Thursday, December 06, 2012

More derivative, unnecessary guff

Ob La Di Ob La Da

Paul's approximation of Blue Beat, Ob La Di Ob La Da was one of the first things to sour the White Album sessions. With Brian Epstein dead and George Martin withdrawing from his former role Paul stepped up as an all-purpose leader. The band were moving apart in terms of taste, lifestyle and personal priorities (and just plain growing up). Paul  was not the authority figure who could dragoon through the usual routine, he was just too close to the rest of the Beatles. No wonder the sessions rambled over seven months.

It's also an example of Paul's very different sexism to John. Of course to criticise The Beatles for being sexist is to criticise society for being sexist. Nonetheless John's muse was a woman and his attitude toward women was conflicted and often nasty, which made his art frequently compelling if sometimes queasy. When Paul wrote about women in general1 he was positively foursquare. This is the original song that says "if you like it then you should put a ring on it".

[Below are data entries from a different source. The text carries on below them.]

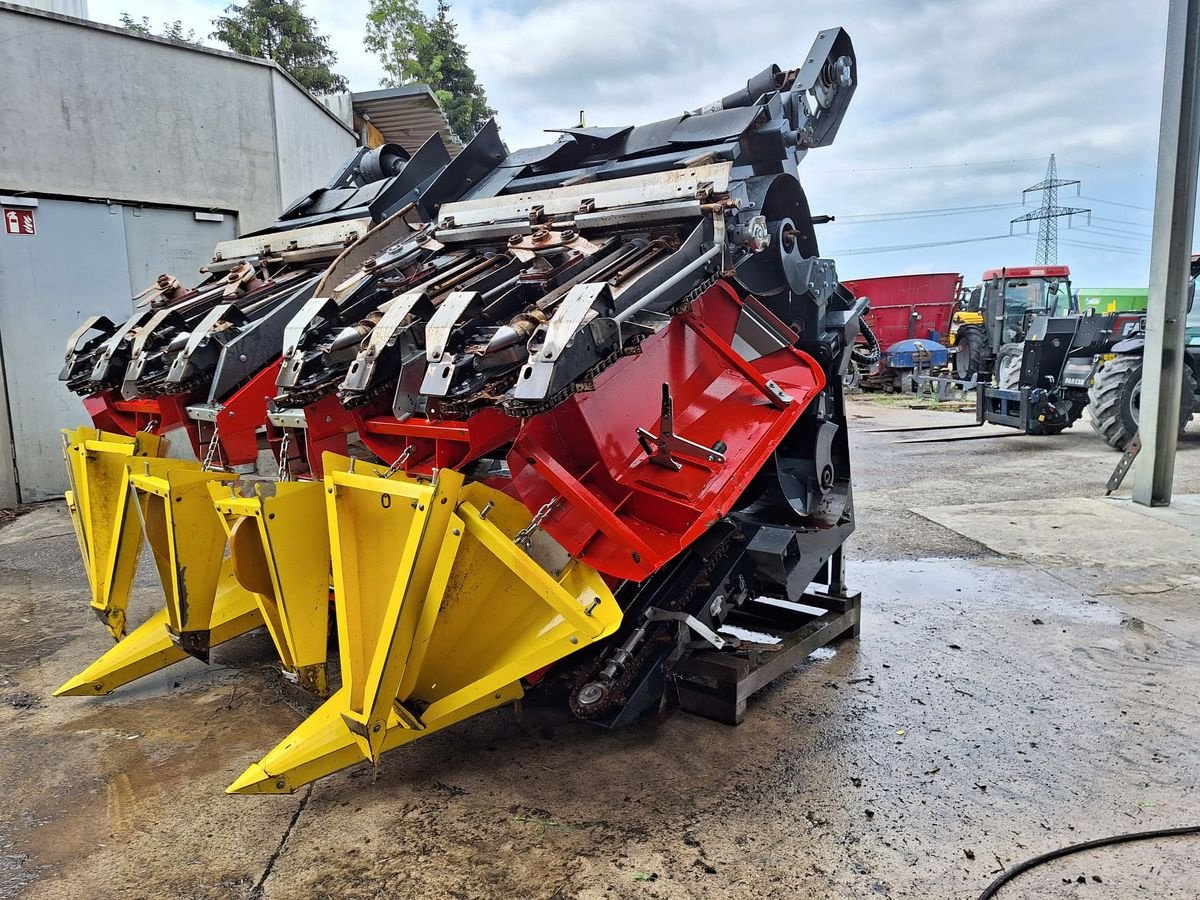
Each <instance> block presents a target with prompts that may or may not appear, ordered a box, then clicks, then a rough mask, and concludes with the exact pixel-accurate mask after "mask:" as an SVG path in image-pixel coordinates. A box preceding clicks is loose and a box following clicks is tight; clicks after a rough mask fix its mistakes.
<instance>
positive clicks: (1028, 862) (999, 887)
mask: <svg viewBox="0 0 1200 900" xmlns="http://www.w3.org/2000/svg"><path fill="white" fill-rule="evenodd" d="M1194 834H1200V826H1186V827H1182V828H1159V829H1158V830H1154V832H1128V833H1126V834H1116V835H1114V836H1111V838H1097V839H1096V840H1091V841H1082V842H1081V844H1072V845H1070V846H1067V847H1058V850H1051V851H1050V852H1048V853H1043V854H1042V856H1037V857H1032V858H1030V859H1026V860H1025V862H1024V863H1021V864H1020V865H1014V866H1013V868H1012V869H1009V870H1008V871H1006V872H1003V874H1002V875H1000V876H998V877H997V878H996V880H995V881H994V882H992V883H991V884H989V886H988V888H986V889H985V890H984V892H983V893H982V894H979V900H991V898H994V896H996V892H997V890H1000V889H1001V887H1003V886H1004V884H1007V883H1008V882H1009V881H1012V880H1013V878H1015V877H1016V876H1018V875H1020V874H1021V872H1027V871H1028V870H1030V869H1033V868H1034V866H1038V865H1042V864H1043V863H1049V862H1050V860H1051V859H1061V858H1062V857H1066V856H1070V854H1072V853H1079V852H1081V851H1085V850H1094V848H1096V847H1110V846H1112V845H1115V844H1128V842H1130V841H1142V840H1151V839H1153V838H1182V836H1186V835H1194Z"/></svg>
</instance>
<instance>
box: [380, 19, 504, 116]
mask: <svg viewBox="0 0 1200 900" xmlns="http://www.w3.org/2000/svg"><path fill="white" fill-rule="evenodd" d="M364 43H365V44H366V48H367V49H368V50H370V52H371V53H374V54H377V55H378V56H379V59H380V61H382V64H383V70H384V79H383V80H384V84H385V85H388V86H390V88H398V86H400V85H402V84H410V83H413V82H420V83H424V84H427V85H430V88H432V89H433V92H434V94H436V95H437V97H438V102H440V103H442V108H443V109H444V110H445V114H446V119H448V120H449V121H450V128H451V130H452V131H454V132H455V134H457V136H458V137H460V138H462V139H463V140H469V139H470V138H473V137H474V136H475V133H476V132H478V131H479V130H480V128H481V127H484V125H485V122H487V120H488V119H491V118H492V116H493V115H496V110H494V109H492V108H491V107H490V106H488V104H487V94H486V91H485V90H484V88H482V85H481V84H480V83H479V78H478V76H476V74H475V70H473V68H472V67H470V65H469V64H468V62H467V48H466V47H463V46H462V42H461V41H460V40H458V25H457V23H455V20H454V18H451V16H450V2H449V0H438V10H437V13H436V14H434V16H433V17H432V18H431V17H428V16H426V14H425V13H424V12H421V10H420V7H419V6H418V4H416V0H371V11H370V12H368V13H367V32H366V37H365V38H364Z"/></svg>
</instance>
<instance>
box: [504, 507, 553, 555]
mask: <svg viewBox="0 0 1200 900" xmlns="http://www.w3.org/2000/svg"><path fill="white" fill-rule="evenodd" d="M562 502H563V498H562V497H556V498H554V499H552V500H550V502H547V503H546V504H545V505H542V508H541V509H540V510H538V511H536V512H535V514H534V517H533V521H530V522H529V524H527V526H526V527H524V528H522V529H521V530H520V532H517V535H516V538H514V539H512V542H514V544H516V545H517V546H520V547H523V548H524V551H526V552H527V553H528V552H529V545H530V544H532V542H533V533H534V532H536V530H538V529H539V528H541V523H542V522H545V521H546V518H547V517H548V516H550V514H551V512H553V511H554V506H557V505H558V504H559V503H562Z"/></svg>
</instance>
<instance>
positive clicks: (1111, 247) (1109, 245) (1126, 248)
mask: <svg viewBox="0 0 1200 900" xmlns="http://www.w3.org/2000/svg"><path fill="white" fill-rule="evenodd" d="M1013 236H1014V238H1026V239H1030V240H1033V235H1030V234H1016V235H1013ZM1058 242H1060V244H1064V245H1067V246H1069V247H1084V248H1086V250H1103V251H1105V252H1109V253H1129V254H1130V256H1135V257H1148V256H1150V252H1148V251H1144V250H1134V248H1132V247H1117V246H1114V245H1111V244H1091V242H1088V241H1076V240H1069V239H1066V238H1064V239H1062V240H1061V241H1058Z"/></svg>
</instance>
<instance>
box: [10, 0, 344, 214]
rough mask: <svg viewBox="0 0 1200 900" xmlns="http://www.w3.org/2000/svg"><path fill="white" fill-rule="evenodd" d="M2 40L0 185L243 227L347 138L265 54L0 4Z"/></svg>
mask: <svg viewBox="0 0 1200 900" xmlns="http://www.w3.org/2000/svg"><path fill="white" fill-rule="evenodd" d="M0 47H4V48H5V68H6V71H7V72H8V73H10V82H8V89H7V90H5V91H4V103H0V191H6V192H10V193H11V192H17V191H29V192H37V193H58V194H68V196H74V197H94V198H104V199H115V200H130V202H137V203H162V204H178V205H184V206H191V208H196V209H209V208H211V209H224V210H234V211H236V212H238V214H239V222H240V224H241V228H242V229H244V230H253V229H257V228H262V227H264V226H268V224H270V223H271V222H272V221H274V220H275V217H276V216H277V215H278V212H280V210H281V208H282V205H283V204H284V203H286V202H290V200H292V199H294V197H295V196H298V194H300V193H304V192H306V191H310V190H312V188H313V187H317V186H319V185H322V184H324V181H325V180H326V179H328V178H329V174H330V173H331V172H332V169H334V167H335V166H336V164H337V162H338V161H340V160H341V158H343V157H344V156H347V155H348V154H349V152H350V150H352V149H353V148H354V144H355V138H354V134H353V133H352V132H350V130H349V128H347V127H346V126H344V125H343V124H342V122H341V121H338V120H337V118H336V116H335V115H334V114H332V113H330V112H329V110H328V109H325V108H324V107H323V106H320V104H319V103H318V102H317V101H314V100H313V98H312V97H311V96H310V95H308V94H306V92H305V91H304V90H302V89H301V88H299V86H298V85H296V84H295V83H294V82H292V80H290V79H289V78H288V77H287V76H284V74H283V73H282V72H281V71H280V70H278V68H277V67H276V66H275V65H274V64H270V62H266V61H264V60H252V59H247V58H244V56H236V55H234V54H224V53H217V52H206V50H197V49H192V48H188V47H181V46H179V44H178V43H172V42H169V41H164V40H160V38H144V37H138V36H132V35H130V34H128V32H125V31H121V30H120V29H112V28H108V26H104V25H95V24H92V23H79V22H76V20H72V19H65V18H61V17H55V16H49V14H44V13H34V12H30V11H29V10H25V8H23V7H18V6H14V5H11V4H4V2H0ZM49 60H53V65H48V61H49ZM12 73H23V74H22V76H20V77H19V79H13V78H12ZM18 85H19V86H18ZM278 128H282V130H284V131H286V134H284V133H280V132H277V130H278ZM284 187H286V191H284V190H283V188H284Z"/></svg>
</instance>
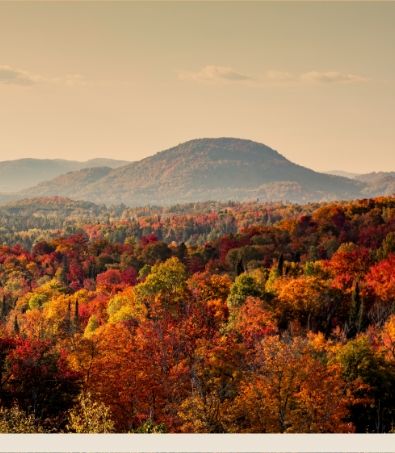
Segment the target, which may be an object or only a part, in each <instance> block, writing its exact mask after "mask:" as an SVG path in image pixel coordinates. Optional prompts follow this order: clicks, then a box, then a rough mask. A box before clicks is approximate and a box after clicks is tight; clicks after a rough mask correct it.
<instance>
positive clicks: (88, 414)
mask: <svg viewBox="0 0 395 453" xmlns="http://www.w3.org/2000/svg"><path fill="white" fill-rule="evenodd" d="M67 429H68V430H70V431H71V432H74V433H78V434H106V433H107V434H108V433H112V432H114V422H113V421H112V420H111V412H110V408H109V407H107V406H106V405H105V404H103V403H98V402H96V401H93V399H92V396H91V394H90V393H89V392H88V393H87V394H86V395H83V394H80V395H79V397H78V404H77V405H76V406H74V408H73V409H71V410H70V412H69V424H68V425H67Z"/></svg>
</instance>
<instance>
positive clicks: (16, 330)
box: [14, 315, 20, 335]
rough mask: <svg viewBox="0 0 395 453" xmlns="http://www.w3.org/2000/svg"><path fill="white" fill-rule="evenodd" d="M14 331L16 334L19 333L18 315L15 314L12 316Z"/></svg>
mask: <svg viewBox="0 0 395 453" xmlns="http://www.w3.org/2000/svg"><path fill="white" fill-rule="evenodd" d="M14 333H15V334H16V335H19V333H20V329H19V324H18V316H16V315H15V318H14Z"/></svg>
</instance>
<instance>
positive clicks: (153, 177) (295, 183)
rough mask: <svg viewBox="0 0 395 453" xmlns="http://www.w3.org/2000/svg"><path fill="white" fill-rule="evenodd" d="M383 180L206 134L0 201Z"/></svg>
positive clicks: (197, 194)
mask: <svg viewBox="0 0 395 453" xmlns="http://www.w3.org/2000/svg"><path fill="white" fill-rule="evenodd" d="M383 184H384V185H383ZM383 184H381V185H380V184H379V185H377V184H375V185H372V184H370V183H367V182H363V181H359V180H357V179H349V178H344V177H340V176H334V175H330V174H324V173H318V172H315V171H313V170H310V169H308V168H306V167H302V166H300V165H297V164H294V163H292V162H291V161H289V160H288V159H286V158H285V157H284V156H282V155H281V154H279V153H278V152H277V151H275V150H273V149H272V148H270V147H268V146H266V145H264V144H261V143H257V142H253V141H251V140H243V139H237V138H204V139H196V140H191V141H188V142H185V143H181V144H179V145H177V146H175V147H172V148H170V149H167V150H165V151H161V152H158V153H156V154H155V155H153V156H150V157H147V158H145V159H142V160H140V161H136V162H132V163H130V164H128V165H125V166H122V167H118V168H113V169H111V168H109V167H108V166H103V167H97V168H90V169H84V170H80V171H76V172H71V173H67V174H64V175H61V176H57V177H56V178H54V179H52V180H49V181H45V182H41V183H40V184H37V185H36V186H33V187H30V188H28V189H24V190H21V191H18V192H15V193H12V194H1V195H0V202H1V203H5V202H8V201H12V200H18V199H22V198H31V197H52V196H60V197H70V198H73V199H76V200H84V201H89V202H94V203H105V204H107V205H115V204H120V203H123V204H125V205H127V206H142V205H161V206H166V205H171V204H175V203H187V202H195V201H206V200H217V201H228V200H234V201H248V200H253V199H259V201H262V202H263V201H278V200H283V201H290V202H297V203H306V202H311V201H330V200H340V199H352V198H363V197H366V196H377V194H378V195H381V192H383V191H388V190H389V189H388V187H387V186H385V182H384V183H383ZM388 184H389V185H392V180H388ZM384 186H385V187H384Z"/></svg>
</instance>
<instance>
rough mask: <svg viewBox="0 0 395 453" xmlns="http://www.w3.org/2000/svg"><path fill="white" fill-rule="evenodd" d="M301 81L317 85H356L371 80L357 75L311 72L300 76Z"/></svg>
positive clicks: (340, 72)
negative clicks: (340, 83)
mask: <svg viewBox="0 0 395 453" xmlns="http://www.w3.org/2000/svg"><path fill="white" fill-rule="evenodd" d="M300 79H301V80H303V81H306V82H316V83H356V82H367V81H368V80H369V79H366V78H365V77H361V76H358V75H355V74H342V73H341V72H336V71H330V72H318V71H311V72H306V73H304V74H301V75H300Z"/></svg>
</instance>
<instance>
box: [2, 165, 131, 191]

This of course changed with time.The Beatles went through the sixties and encountered the women's liberation movement. A shift perhaps in Paul's writing, Lady Madonna, a song that celebrates, perhaps even sentimentalises, but nonetheless acknowledges the relentless drudgery of working class motherhood, the genius of the mother who somehow makes ends meet.

Penny Lane

What would The Beatles projected album about Liverpool have sounded like or said? It's a fascinating prospect. Penny Lane is of course obliquely about James Penny, slave trader, anti-abolitionist and city father who had an area of the city named after him. Would a Beatles album about Liverpool touched on the source of the city's wealth?

But instead we have a prime piece of psychedelia. Penny Lane is every bit as far out as it's companion Strawberry Fields. As Revolution in the Head so clearly points out, in the lyric it's simultaneously summer and winter, rainy and shiny. The music is built on massed crotchet pianos, whose tone shifts relentlessly: listen next time.

1. His songs about Jane Asher were quite different and quite Lennonish, We Can Work It Out being a prime example.